A Segunda Guerra Mundial, finalizada em 1945, consolidou o poder dos Estados Unidos como principal potência económica e militar, e converteu aquele país —cujo território ficava distante dos campos de batalha— no mais poderoso do planeta.      

A esmagadora vitória de 1959, podemos afirmá-lo sem sombra de chauvinismo, converteu-se em exemplo do que uma pequena nação, lutando por si própria, pode fazer também pelos outros.

Os países latino-americanos, com um mínimo de honrosas excepções, lançaram-se trás as migalhas oferecidas pelos Estados Unidos; por exemplo, a quota açucareira de Cuba, que durante quase um século e meio abasteceu esse país nos seus anos críticos, foi distribuída entre produtores ansiosos de mercados no mundo.

O ilustre general norte-americano que presidia esse país naquele tempo, Dwight D. Eisenhower, dirigira as tropas coligadas na guerra em que libertaram, apesar de contar com poderosos meios, apenas uma pequena parte da Europa ocupada pelos nazis. O substituto do presidente Roosevelt, Harry S. Truman, resultou ser o conservador tradicional que nos Estados Unidos costuma assumir tais responsabilidades políticas nos anos difíceis.

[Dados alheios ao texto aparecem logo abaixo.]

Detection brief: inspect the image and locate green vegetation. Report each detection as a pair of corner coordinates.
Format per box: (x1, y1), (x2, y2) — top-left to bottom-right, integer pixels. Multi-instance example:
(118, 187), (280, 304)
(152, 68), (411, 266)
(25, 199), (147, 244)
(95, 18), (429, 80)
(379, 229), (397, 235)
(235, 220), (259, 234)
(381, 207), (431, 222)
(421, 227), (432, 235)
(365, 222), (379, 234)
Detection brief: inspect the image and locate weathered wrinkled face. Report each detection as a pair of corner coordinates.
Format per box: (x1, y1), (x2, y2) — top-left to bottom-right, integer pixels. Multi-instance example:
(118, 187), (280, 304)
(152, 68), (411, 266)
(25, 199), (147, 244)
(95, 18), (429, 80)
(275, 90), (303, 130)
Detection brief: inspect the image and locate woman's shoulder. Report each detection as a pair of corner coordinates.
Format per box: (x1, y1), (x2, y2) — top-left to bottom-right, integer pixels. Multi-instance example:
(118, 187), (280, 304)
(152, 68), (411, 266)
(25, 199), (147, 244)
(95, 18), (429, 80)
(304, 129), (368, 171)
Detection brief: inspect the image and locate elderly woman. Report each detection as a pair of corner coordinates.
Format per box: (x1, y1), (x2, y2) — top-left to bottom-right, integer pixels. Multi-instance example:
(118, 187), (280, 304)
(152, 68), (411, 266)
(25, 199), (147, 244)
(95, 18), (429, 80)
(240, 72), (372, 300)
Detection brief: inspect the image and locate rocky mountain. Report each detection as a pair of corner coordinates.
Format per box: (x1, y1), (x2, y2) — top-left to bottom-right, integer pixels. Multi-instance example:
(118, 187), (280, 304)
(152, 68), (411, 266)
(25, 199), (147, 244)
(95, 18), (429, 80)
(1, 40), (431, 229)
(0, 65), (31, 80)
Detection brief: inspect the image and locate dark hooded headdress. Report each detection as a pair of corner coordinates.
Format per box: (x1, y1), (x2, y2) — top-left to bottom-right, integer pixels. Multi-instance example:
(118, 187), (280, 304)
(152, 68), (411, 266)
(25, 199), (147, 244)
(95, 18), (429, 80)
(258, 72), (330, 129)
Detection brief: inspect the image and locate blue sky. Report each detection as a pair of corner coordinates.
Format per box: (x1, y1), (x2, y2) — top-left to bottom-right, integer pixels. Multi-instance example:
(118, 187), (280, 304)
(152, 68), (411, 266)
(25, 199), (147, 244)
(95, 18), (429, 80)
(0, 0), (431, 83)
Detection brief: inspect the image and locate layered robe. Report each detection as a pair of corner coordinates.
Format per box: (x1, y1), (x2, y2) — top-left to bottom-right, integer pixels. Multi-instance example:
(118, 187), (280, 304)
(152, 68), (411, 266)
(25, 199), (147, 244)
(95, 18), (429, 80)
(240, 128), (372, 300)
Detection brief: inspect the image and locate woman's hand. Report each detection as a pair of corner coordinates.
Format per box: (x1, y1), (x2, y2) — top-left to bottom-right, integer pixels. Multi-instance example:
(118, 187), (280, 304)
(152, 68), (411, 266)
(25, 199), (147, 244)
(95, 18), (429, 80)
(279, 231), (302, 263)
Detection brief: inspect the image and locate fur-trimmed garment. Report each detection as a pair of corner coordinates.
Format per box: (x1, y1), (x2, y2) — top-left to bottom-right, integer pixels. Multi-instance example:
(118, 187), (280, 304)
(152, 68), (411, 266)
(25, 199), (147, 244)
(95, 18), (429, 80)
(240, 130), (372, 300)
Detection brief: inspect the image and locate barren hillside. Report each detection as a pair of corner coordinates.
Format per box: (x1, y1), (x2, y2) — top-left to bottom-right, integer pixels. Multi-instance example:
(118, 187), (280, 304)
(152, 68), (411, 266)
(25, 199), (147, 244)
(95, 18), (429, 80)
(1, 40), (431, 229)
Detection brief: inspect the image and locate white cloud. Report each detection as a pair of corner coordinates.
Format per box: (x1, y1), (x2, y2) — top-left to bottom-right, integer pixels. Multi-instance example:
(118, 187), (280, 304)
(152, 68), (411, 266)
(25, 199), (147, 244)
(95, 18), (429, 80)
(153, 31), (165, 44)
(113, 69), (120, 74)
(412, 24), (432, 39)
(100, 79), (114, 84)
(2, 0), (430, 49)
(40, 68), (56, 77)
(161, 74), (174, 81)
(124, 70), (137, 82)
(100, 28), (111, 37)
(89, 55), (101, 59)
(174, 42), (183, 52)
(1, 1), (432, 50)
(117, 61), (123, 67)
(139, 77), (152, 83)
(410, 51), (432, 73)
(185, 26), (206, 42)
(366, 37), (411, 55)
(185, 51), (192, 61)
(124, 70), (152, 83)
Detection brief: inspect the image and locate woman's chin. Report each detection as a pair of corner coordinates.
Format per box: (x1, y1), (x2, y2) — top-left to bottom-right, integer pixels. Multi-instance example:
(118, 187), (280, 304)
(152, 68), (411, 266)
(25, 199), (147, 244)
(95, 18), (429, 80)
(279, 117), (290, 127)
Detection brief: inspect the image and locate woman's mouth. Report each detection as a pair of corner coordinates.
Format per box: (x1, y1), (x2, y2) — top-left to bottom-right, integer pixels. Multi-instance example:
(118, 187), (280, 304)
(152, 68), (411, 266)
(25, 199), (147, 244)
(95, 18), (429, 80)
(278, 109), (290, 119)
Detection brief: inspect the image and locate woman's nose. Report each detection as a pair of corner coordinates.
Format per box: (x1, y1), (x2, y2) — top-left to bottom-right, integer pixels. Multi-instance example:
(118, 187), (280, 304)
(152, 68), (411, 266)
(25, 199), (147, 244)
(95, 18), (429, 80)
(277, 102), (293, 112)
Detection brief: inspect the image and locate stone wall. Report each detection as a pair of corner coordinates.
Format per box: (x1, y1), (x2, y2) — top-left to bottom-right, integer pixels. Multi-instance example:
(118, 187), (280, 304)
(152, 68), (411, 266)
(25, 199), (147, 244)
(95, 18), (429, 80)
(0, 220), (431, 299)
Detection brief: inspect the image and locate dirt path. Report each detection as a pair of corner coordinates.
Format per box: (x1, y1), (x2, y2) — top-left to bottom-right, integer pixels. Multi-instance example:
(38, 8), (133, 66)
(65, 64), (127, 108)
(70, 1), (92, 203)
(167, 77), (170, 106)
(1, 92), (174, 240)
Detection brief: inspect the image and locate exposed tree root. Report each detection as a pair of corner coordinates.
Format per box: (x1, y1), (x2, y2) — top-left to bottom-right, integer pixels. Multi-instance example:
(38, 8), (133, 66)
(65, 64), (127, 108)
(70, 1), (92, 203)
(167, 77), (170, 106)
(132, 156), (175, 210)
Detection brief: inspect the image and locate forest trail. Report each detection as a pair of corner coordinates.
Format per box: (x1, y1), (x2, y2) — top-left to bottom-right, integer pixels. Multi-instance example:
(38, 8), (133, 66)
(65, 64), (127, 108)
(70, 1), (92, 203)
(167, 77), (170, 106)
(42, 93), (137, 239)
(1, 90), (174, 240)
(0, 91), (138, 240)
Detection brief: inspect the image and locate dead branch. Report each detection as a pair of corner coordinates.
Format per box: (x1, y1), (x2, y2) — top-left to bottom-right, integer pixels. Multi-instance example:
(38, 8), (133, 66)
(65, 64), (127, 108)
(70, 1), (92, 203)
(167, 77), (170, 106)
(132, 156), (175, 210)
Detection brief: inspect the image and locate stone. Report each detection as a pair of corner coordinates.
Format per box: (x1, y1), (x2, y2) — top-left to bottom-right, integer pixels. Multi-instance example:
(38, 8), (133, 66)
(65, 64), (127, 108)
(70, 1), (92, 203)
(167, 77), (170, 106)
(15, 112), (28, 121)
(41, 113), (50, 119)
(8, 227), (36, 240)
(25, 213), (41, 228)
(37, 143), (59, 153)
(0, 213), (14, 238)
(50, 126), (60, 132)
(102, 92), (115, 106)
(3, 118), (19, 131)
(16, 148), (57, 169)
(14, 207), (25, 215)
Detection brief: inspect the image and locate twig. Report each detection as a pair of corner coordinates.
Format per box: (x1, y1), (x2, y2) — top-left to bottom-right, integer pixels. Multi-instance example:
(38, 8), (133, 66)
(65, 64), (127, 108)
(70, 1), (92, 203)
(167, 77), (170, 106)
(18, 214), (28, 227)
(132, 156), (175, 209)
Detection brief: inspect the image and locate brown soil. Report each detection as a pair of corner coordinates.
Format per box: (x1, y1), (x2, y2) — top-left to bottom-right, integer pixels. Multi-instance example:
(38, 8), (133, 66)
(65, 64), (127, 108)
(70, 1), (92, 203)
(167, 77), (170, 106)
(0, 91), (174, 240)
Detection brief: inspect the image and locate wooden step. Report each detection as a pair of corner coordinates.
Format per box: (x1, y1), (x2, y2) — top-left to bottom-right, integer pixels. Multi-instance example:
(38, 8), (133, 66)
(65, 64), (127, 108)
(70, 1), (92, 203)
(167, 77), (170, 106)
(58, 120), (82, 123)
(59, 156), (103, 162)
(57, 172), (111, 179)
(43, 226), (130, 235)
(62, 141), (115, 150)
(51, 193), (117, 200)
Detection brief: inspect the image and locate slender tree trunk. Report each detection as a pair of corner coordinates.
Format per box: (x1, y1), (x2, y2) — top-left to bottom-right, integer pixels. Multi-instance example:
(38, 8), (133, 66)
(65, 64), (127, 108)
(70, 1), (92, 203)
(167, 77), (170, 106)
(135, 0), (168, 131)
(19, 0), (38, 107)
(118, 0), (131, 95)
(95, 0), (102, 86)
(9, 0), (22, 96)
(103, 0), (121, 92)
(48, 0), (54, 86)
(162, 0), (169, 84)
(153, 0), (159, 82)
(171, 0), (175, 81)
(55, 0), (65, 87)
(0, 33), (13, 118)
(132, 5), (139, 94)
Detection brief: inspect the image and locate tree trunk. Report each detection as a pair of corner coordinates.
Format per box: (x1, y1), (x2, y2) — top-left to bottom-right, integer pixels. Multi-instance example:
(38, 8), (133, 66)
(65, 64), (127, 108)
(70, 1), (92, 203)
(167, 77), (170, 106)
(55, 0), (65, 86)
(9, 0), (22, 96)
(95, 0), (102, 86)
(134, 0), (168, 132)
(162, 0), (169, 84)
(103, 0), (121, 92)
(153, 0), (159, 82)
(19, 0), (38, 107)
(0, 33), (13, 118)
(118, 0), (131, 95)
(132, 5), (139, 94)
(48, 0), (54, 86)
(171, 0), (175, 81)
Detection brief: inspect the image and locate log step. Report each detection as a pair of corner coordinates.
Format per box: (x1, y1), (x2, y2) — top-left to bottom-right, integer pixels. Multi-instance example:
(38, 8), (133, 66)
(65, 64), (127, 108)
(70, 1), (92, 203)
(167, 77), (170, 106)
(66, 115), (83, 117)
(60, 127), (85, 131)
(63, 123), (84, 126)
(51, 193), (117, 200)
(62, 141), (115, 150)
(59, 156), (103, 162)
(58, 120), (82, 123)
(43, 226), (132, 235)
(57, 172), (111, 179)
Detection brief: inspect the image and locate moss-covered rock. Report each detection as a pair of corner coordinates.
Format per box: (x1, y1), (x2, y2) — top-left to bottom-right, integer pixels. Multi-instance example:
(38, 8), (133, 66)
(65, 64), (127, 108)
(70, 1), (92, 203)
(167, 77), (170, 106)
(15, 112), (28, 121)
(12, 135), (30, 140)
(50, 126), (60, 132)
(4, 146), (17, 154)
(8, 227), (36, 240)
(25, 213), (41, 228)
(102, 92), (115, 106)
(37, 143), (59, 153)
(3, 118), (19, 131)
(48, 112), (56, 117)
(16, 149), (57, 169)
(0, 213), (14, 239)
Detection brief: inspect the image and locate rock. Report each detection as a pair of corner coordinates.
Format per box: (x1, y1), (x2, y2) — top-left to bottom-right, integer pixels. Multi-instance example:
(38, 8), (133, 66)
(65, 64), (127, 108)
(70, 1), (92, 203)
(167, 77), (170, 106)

A União de Repúblicas Socialistas Soviéticas —que constituiu até finais do passado século XX, a mais grandiosa nação da história na luta contra a exploração despiedosa dos seres humanos— foi dissolvida e substituída por uma Federação que reduziu a superfície daquele grande Estado multinacional em não menos de cinco milhões 500 mil quilómetros quadrados.

Porém, uma coisa não pôde ser dissolvida: o espírito heróico do povo russo, que junto dos seus irmãos do resto da URSS foi capaz de preservar uma força tão poderosa que junto à República Popular China e países como o Brasil, a Índia e a África do Sul, constitui um grupo com o poder necessário para deter a tentativa de recolonizar o planeta.

Dois exemplos ilustrativos dessas realidades os vivemos na República Popular de Angola. Cuba, como outros muitos países socialistas e movimentos de libertação, colaborou com ela e com outros que lutavam contra o domínio português na África. Este era exercido de forma administrativa directa com o apoio dos seus aliados.         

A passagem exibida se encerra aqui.